The following profiles support it : (not initialised)
And these profiles don't : (not initialised)
Anyway, parking is very easy to use:
; Park all the registers MOV -1 A1 MOV -1 A2 MOV -1 A3 ; you better remember a fixed address MOV -1 A4 ; so you can restore the stack later... MOV -1 A5
Note that you can still access the word in memory, by using the evenly aligned address -2 for YASEP16 or -4 for YASEP32, since all the memory accesses strip the Least Significant Bit of the address.
This means that in an implementation that does not support parking, (and assuming that the RAM is accessible there) at most one register pair may be parked without risks of corruption by other parked registers. One can always implement "software parking" by allocating other fixed locations to each pair, at the cost of more memory writes.
Architecturally, this parking mechanism is very light. The Data registers are usually "cached" by the register set. What the hardware parking system adds is just an inhibition of the "data write" signal that would occur normally each time the core writes to a D register.
Concerning the thread's backup and restoration, there are two cases to consider.
* When parking is not supported, you only need to save the address registers
because the data registers will be read again from memory
during restoration (only 11 registers to save !)
* If parking is supported, the Data registers should be saved and restored
if the corresponding Address registers equal -1.
In the end, register parking is not very complex (not as much as it seems). The hardware price is a few logic gates that detect the parking addresses to inhibit memory writes. For the software writer, it just means more registers on demand and it can be emulated if the YASEP has no parking hardware. You CAN have R6, R7 or R8 but then you'll have to restrict data access and give up A1/D1, A2/D2 and A3/D3. You make the choice !
The carry flag is a 1-bit register that stores the carry or borrow bit of the last executed ADD or SUB instruction. The carry flag is set when an addition overflows :
.profile YASEP16 MOV 5678h R1 ADD CDEFh R1 R2 ; R2 <- 5678h + CDEFh = 12467h > FFFFh so the carry is set. ADD 1234h R1 R2 ; R2 <- 5678h + 1234h = 68ACh <= FFFFh so the carry is cleared.

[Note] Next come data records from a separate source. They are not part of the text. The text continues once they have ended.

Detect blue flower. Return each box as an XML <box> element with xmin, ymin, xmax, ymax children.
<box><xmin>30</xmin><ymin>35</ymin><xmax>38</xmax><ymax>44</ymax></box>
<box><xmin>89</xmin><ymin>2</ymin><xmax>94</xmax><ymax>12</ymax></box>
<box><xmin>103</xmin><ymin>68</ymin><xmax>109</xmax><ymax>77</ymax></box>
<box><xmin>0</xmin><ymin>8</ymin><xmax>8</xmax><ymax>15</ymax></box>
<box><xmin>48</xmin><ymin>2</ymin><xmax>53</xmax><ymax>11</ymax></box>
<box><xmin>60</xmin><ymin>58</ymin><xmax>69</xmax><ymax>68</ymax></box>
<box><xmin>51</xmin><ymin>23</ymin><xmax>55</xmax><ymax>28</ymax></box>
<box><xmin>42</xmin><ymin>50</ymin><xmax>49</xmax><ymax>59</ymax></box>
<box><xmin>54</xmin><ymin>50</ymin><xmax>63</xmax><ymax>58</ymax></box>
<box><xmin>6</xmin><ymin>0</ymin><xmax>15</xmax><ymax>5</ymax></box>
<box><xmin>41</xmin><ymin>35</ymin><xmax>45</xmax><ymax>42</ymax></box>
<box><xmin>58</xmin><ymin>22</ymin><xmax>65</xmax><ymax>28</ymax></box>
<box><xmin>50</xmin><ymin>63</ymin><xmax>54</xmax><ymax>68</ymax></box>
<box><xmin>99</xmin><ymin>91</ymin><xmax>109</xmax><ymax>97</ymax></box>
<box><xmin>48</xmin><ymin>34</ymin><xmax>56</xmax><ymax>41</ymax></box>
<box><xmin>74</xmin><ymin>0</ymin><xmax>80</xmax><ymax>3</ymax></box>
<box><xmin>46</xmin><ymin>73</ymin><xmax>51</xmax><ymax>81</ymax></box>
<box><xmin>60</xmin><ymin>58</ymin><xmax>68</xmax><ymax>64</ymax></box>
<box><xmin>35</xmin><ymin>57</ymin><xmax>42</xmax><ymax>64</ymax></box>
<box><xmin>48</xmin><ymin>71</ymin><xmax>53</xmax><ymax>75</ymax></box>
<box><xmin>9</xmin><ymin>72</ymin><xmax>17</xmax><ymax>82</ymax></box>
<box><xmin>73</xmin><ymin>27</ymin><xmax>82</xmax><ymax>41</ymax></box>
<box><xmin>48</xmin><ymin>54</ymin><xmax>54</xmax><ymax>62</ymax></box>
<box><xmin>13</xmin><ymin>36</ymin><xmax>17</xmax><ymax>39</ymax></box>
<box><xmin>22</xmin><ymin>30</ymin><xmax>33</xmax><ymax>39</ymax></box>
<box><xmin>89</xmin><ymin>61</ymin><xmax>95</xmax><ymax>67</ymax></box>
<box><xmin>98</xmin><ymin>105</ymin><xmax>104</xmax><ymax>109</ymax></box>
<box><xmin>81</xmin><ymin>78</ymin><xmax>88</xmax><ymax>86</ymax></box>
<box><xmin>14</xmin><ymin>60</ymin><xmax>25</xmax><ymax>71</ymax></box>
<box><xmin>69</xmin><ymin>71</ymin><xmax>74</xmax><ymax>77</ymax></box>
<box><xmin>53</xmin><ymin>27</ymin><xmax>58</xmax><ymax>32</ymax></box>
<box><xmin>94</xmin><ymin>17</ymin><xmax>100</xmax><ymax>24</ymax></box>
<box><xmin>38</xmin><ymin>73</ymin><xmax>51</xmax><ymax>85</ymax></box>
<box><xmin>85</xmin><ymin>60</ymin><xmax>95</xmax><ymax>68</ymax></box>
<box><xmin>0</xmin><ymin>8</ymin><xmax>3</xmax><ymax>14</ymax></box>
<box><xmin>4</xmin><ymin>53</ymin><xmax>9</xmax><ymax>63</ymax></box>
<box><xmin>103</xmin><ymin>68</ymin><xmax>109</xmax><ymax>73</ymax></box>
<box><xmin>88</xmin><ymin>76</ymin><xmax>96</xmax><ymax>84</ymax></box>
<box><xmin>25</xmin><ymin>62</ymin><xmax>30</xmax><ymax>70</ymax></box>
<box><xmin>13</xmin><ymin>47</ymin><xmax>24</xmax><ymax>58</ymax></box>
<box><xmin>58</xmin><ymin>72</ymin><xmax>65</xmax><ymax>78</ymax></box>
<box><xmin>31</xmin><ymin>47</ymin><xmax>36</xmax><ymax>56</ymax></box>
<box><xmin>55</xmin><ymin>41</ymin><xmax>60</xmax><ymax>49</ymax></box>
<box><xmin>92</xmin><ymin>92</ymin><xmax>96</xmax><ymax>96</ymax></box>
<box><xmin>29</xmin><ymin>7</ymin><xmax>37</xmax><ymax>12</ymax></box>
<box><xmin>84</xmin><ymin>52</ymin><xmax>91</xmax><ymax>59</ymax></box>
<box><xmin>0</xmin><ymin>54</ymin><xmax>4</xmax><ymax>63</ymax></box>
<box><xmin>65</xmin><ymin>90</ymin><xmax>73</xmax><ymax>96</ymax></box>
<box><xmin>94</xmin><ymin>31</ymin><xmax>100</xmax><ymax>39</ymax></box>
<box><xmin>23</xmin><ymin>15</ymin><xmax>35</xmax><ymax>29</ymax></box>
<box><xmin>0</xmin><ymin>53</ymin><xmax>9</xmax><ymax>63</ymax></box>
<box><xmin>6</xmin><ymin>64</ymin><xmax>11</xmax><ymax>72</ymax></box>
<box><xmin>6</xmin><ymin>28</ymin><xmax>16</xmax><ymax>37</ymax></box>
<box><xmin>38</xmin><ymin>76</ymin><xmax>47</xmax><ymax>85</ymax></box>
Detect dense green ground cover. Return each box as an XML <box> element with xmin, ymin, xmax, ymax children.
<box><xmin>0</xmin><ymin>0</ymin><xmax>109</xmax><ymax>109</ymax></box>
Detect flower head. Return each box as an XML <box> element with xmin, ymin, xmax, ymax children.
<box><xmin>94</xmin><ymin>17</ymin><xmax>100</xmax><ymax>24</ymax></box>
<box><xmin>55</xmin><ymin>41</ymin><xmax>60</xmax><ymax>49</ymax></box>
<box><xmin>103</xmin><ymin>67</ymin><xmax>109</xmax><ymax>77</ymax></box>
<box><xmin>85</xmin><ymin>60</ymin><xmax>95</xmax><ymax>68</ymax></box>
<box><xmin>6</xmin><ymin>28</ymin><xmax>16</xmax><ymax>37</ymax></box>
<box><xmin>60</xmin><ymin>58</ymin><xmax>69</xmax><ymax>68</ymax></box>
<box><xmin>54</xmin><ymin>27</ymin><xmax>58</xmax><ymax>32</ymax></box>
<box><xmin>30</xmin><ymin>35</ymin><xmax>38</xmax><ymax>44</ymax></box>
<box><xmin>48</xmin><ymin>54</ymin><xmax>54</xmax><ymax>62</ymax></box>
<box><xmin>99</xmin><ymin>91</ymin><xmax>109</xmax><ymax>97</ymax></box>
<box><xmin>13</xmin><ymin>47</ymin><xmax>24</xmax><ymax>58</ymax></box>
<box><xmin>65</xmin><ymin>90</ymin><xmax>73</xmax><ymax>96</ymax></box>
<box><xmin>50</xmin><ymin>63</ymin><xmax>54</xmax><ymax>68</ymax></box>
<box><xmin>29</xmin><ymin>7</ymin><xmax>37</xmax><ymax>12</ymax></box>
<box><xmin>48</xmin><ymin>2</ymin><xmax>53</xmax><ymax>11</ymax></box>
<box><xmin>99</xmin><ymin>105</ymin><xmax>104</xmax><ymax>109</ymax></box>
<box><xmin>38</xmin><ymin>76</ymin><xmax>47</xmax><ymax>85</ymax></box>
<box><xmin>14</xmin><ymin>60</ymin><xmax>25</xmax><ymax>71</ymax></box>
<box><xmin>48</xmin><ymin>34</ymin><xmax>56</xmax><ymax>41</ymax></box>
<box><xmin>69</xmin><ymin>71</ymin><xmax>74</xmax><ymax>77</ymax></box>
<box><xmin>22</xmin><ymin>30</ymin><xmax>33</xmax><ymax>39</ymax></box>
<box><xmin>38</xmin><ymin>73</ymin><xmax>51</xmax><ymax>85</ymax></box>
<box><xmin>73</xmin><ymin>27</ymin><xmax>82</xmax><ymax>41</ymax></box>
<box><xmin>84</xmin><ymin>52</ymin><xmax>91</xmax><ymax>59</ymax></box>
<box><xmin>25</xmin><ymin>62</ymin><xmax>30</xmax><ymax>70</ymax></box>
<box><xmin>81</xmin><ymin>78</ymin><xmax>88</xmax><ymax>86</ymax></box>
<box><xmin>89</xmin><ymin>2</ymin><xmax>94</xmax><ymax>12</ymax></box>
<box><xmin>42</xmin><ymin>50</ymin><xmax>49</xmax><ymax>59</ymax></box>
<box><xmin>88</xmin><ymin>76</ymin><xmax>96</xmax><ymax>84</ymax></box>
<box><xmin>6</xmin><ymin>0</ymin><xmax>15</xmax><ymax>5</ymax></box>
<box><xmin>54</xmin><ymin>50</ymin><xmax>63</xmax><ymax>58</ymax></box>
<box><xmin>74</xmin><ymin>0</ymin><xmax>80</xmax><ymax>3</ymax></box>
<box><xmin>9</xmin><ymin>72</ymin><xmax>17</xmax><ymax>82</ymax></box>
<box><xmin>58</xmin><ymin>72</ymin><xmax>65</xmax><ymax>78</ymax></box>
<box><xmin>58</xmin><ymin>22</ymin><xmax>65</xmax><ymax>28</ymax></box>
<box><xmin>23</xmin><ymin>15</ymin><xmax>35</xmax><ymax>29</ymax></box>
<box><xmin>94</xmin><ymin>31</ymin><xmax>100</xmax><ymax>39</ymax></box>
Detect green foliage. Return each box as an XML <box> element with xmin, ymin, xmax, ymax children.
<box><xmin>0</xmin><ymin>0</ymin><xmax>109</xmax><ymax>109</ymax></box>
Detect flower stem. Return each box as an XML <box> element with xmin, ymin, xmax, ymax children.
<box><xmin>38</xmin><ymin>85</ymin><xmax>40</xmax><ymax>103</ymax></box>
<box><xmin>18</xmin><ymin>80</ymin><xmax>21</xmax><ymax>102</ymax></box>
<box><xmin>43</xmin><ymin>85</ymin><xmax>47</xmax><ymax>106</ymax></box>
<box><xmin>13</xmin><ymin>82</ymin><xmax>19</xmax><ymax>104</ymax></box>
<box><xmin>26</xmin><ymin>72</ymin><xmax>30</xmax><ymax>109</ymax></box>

This bit can then be tested by a conditional instruction :
ADD 1234h R1 ; R1 <- R1 + 1234h (change the carry bit) ADD 1 R2 CARRY ; IF the carry bit is 1, then add 1 to R2
The SUB opcode is based on the addition so the borrow condition is the same bit as the carry bit of ADD. However, with SUB, the value is negated so the carry bit is set when the substraction did not overflow :
MOV 4 R1 SUB 3 R1 R2 ; R2 = 3 - 4 = -1 ==> carry=0 SUB 4 R1 R2 ; R2 = 4 - 4 = 0 ==> carry=1 SUB 5 R1 R2 ; R2 = 5 - 4 = 1 ==> carry=1
Only the instructions that are flagged as "CHANGE_CARRY" can change the carry bit. Other instructions are CMPU and CMPS: they are similar to SUB but the destination is not written (write is inhibited). The 32-bits adjustment instructions ESH EZH and IH also set or reset this flag to signal an out-of-word access. All the other operations will preserve this bit.
The carry bit can be tested many cycles after the above instructions are executed, even after function calls or returns. The best way to clear or set the carry flag is to cleverly use the CMPU/CMPS instructions with operands that will affect the carry flag in a deterministic way :
; clear the carry flag : CMPU R1, R1 ; R1 equals R1 so the carry can't be set. ; set the flag : CMPU 0, PC ; PC is (almost) always >0 so the carry is set.
Similar to the precedent carry flag, this second 1-bit register is updated by looking at the result of the few opcodes flagged with CHANGE_ZERO.
It may look a bit redundant with the "register zero" condition, because any register can be tested for having all the bits cleared. However some instructions don't write the results of computations: CMPU/CMPS.